Immigration Enforcement Raids Sweep Across US

Federal immigration officials insisted the sweeps were routine, but advocacy groups warned they mark a new climate of fear under the Trump administration.

A series of immigration enforcement sweeps across the US this week sparked a wave of confusion as advocacy organizations warned of a new climate of fear for immigrants under the Trump administration.

The sweeps come weeks after President Trump signed two executive orders on immigration, one of which advised US authorities to ramp up the deportations of people who have been convicted of a crime or suspected of committing a crime. The operations by US Immigration and Customs Enforcement (ICE) appear to be the largest since he was elected.

Trump has also vowed to deport around 3 million undocumented immigrants with criminal records.

In the Los Angeles area, 160 people were detained in a series of ICE sweeps, or “enforcement surge,” that focused on “at-large criminal aliens, illegal re-entrants, and immigration fugitives,” the agency said in a statement. Additional people who were near the targeted immigrants were also detained.

In a conference call with reporters on Friday, David Marin, field office director for ICE enforcement removal operations in LA, said there were also operations conducted in Atlanta, New York, and Chicago. But it was unclear if more locations were targeted, and ICE officials declined to elaborate further during the call.

Marin said the operations were planned before the executive orders detailing new deportation priorities, but added that five of the people detained wouldn't have been priorities under the Obama administration.

While the LA-area sweep targeted people with convictions, 113 with felonies and 38 with at least one misdemeanor, 10 detained immigrants had no criminal records.

Marin said the operation was very similar to one ICE conducted last summer that resulted in 200 people being detained.

"This is nothing out of the ordinary," Marin said. "Again, with these targeted enforcement operations, nothing different from what we've done the past five, six, seven years."

In 2015, a similar weeklong "enforcement surge" resulted in the arrests of 244 immigrants.

In an uncharacteristic statement on an ongoing operations, ICE called the allegations by immigration advocates are "false, dangerous, and irresponsible."

"These reports create panic and put communities and law enforcement personnel in unnecessary danger," ICE said. "Individuals who falsely report such activities are doing a disservice to those they claim to support.”

But immigration advocates aren't buying it, and in recent days have demonstrated against what they say is an unfair crackdown that has already split up families.

An undocumented immigrant mother of two US-born children was deported this week after attending one of her regular check-ins, where she was detained. She had been convicted of a non-violent felony in 2008.

"We’re seeing a situation where large numbers of people are being picked up,” Angelica Salas, executive director of the Coalition for Humane Immigration Rights Los Angeles, said. “We wont make this the new normal. No, this is not routine.”
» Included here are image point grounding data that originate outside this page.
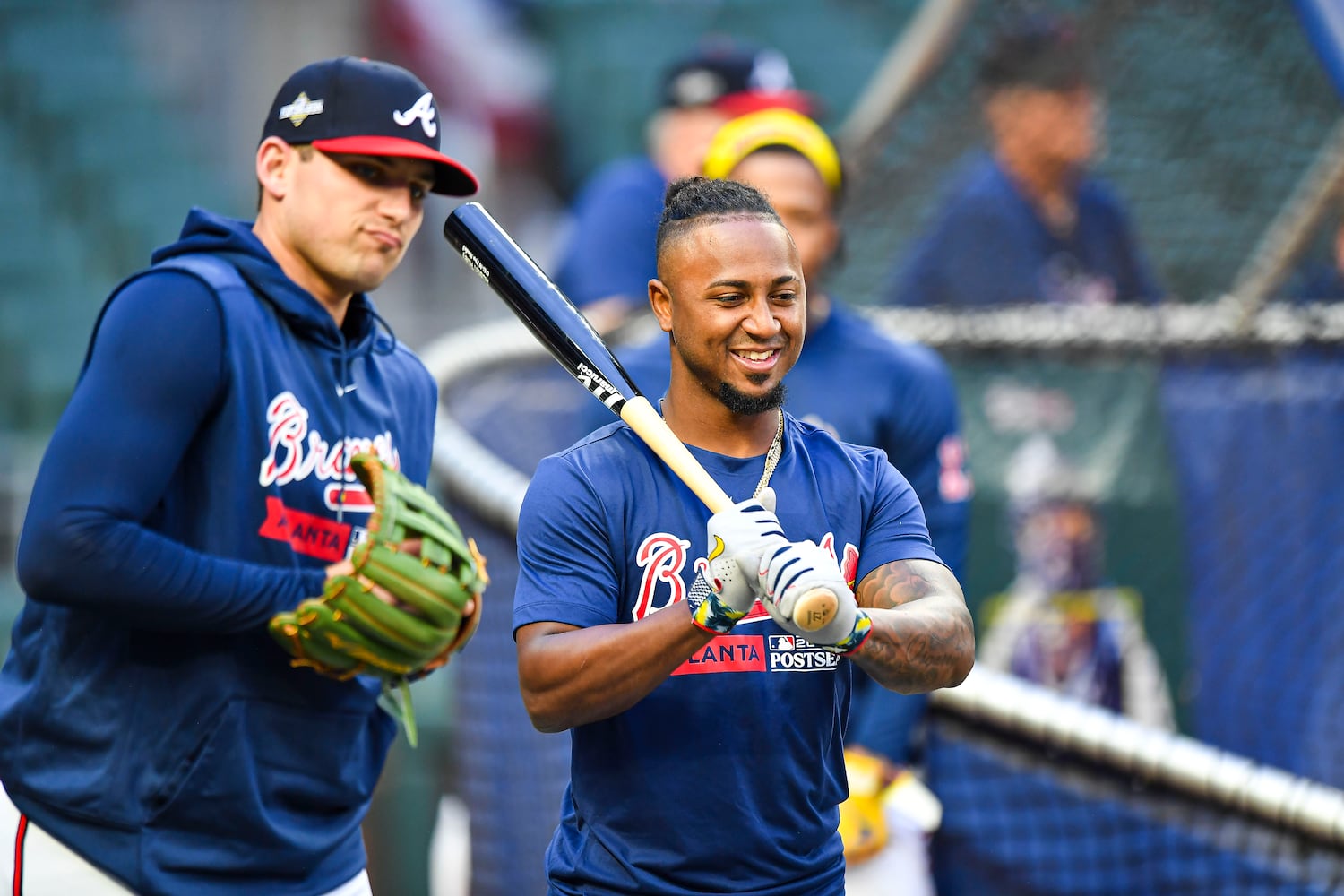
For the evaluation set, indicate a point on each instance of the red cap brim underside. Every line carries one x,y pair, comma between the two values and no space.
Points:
452,177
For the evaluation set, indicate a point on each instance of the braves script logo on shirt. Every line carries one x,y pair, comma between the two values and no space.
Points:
663,557
295,452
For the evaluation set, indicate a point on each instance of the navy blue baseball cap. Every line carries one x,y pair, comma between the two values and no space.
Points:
733,77
363,107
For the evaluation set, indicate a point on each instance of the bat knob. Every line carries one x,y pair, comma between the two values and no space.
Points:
814,608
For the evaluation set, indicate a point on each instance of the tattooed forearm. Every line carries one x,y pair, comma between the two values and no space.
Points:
922,634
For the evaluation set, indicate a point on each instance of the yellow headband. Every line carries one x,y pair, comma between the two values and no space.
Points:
741,137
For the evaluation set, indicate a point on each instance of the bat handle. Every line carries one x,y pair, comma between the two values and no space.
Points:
814,608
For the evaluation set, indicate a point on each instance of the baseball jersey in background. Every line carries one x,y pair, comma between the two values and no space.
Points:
989,246
728,775
610,250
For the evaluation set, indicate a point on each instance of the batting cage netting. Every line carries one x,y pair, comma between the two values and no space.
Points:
1195,440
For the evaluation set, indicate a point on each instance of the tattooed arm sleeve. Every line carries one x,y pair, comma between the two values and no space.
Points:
922,635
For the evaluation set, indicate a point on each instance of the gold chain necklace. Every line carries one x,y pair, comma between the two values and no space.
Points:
771,457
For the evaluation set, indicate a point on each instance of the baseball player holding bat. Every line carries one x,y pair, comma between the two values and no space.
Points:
228,559
906,406
707,728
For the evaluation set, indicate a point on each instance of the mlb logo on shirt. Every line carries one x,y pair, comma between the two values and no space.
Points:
790,653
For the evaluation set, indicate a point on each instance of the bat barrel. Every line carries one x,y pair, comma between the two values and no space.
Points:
538,303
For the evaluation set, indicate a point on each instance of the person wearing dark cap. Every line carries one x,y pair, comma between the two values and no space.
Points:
1026,222
153,737
607,263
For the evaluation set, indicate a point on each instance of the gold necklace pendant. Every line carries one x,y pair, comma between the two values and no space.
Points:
771,457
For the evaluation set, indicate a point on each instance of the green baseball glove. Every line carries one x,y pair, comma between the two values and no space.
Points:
352,630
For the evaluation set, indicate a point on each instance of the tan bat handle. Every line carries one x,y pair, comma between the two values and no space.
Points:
812,610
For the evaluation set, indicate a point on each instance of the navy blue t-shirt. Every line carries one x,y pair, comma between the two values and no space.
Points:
728,777
989,246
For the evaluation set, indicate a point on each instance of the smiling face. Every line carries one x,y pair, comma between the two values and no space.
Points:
731,295
339,225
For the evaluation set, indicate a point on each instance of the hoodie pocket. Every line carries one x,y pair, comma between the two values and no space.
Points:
276,782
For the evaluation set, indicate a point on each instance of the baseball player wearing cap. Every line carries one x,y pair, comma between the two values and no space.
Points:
1026,222
898,397
607,265
153,737
707,728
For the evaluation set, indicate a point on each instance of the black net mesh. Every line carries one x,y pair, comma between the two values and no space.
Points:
1215,108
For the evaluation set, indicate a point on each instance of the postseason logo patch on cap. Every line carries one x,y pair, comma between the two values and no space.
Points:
365,107
300,109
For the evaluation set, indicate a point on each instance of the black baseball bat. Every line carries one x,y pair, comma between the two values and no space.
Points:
570,339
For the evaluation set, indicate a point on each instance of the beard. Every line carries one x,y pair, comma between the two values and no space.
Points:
745,405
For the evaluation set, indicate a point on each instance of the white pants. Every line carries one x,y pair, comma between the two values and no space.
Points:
32,863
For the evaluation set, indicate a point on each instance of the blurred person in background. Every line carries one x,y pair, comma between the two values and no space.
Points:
1026,222
153,737
1061,624
898,397
607,265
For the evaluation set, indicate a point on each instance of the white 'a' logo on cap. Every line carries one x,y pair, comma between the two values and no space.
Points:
424,109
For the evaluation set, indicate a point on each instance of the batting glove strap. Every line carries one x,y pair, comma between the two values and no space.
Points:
851,643
709,610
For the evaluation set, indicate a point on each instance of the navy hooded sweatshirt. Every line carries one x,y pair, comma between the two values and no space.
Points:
195,487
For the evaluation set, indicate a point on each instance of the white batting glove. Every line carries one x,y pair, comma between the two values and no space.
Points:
790,571
737,540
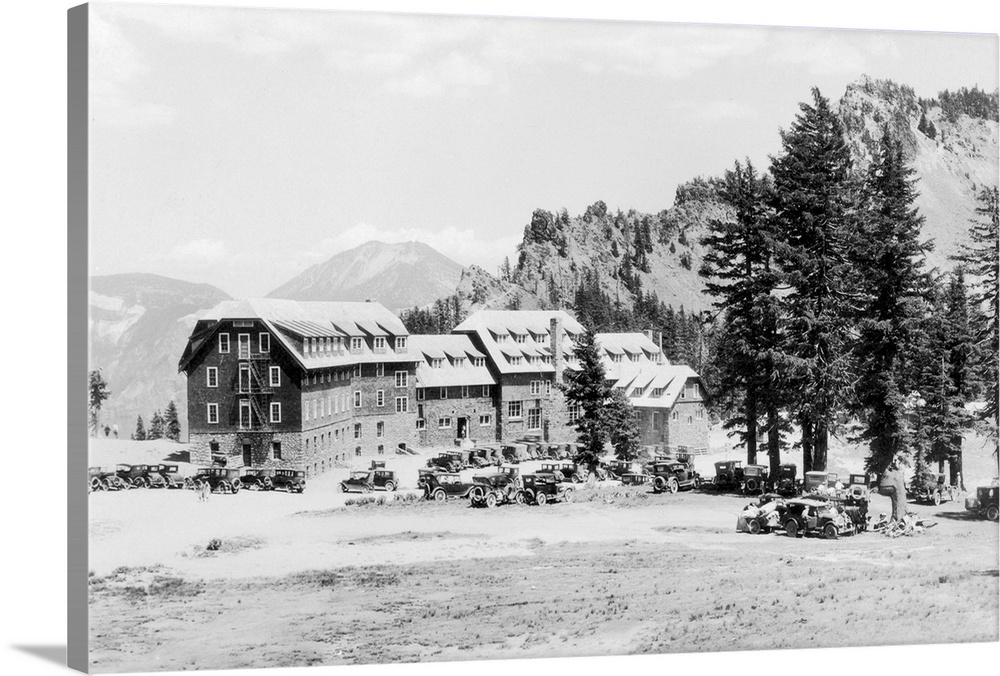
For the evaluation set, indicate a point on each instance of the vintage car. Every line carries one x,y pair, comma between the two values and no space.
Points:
764,516
563,471
449,461
104,479
221,479
367,480
167,475
785,482
289,480
728,475
496,489
804,516
441,486
542,488
933,488
673,476
754,479
819,482
257,479
984,504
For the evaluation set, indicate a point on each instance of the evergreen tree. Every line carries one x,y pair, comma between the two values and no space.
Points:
739,267
982,263
172,424
140,430
888,259
588,389
155,426
97,394
621,425
813,192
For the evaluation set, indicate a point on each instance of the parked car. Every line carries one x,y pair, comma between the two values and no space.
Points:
785,482
221,479
289,480
542,488
984,504
934,488
495,489
728,475
440,486
673,476
804,516
104,479
754,479
257,479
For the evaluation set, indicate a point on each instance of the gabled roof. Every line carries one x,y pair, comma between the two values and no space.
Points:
450,373
291,321
532,323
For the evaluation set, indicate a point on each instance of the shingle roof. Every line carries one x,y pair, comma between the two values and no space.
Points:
449,374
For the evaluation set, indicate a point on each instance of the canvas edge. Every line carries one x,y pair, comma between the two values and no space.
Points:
77,646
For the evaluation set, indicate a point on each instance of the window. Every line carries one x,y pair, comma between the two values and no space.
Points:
534,418
513,409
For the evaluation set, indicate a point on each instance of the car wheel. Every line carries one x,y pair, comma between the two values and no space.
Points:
792,528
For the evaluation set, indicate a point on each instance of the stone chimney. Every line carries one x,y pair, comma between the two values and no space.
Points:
555,344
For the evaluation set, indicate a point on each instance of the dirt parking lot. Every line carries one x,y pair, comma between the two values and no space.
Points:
304,579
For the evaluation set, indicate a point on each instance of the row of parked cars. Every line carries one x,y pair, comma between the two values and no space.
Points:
217,479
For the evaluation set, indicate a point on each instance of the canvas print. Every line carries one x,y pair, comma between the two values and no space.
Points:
428,338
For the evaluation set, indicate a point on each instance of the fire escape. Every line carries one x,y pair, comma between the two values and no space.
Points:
254,390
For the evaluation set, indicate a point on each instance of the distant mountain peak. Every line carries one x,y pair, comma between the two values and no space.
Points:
398,275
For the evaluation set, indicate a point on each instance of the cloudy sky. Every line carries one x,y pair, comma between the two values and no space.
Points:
239,146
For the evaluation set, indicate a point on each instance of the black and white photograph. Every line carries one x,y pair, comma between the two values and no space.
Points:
434,337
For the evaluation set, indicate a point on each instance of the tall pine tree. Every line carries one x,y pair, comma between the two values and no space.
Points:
888,259
813,195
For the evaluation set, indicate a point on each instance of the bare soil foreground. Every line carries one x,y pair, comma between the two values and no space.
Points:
303,579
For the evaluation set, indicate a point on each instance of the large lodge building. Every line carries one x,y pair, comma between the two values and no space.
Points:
280,383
Gregorio Casar, a city councilman in Austin, Texas, told BuzzFeed News his office had received a large amounts of calls in the last 24 hours regarding ICE sweeps in his district.

"This is clearly not about public safety, but a politically motivated attempt to try to impose Trump’s will on our community,” Casar said. “ICE calling this an exaggeration is really Trump and ICE seeing the community rise up against them."

Texas Congressman Joaquin Castro said ICE’s San Antonio field office launched a “targeted operation” in South and Central Texas.

“I am asking ICE to clarify whether these individuals are in fact dangerous, violent threats to our communities, and not people who are here peacefully raising families and contributing to our state,” Castro said in a statement.

Councilman Casar said he met with an undocumented woman, a single mother who was visited at her home by ICE officials on Friday but who was not arrested.

“I spoke with those young kids today and they know and fear the government is coming for them,” he said.

The National Day Laborer Organizing Network (NDLON) said they heard the ICE sweeps in New York included homes in Staten Island and Hudson Valley.

David Abud, a regional organizer from the NDLON, said in a statement the sweeps were an attempt to intimidate immigrants.

“They are attempting to normalize these attacks towards our community,” Abud said. “We are now more than ever emboldened to fight every single deportation and all further attacks on our communities in whatever form they may appear."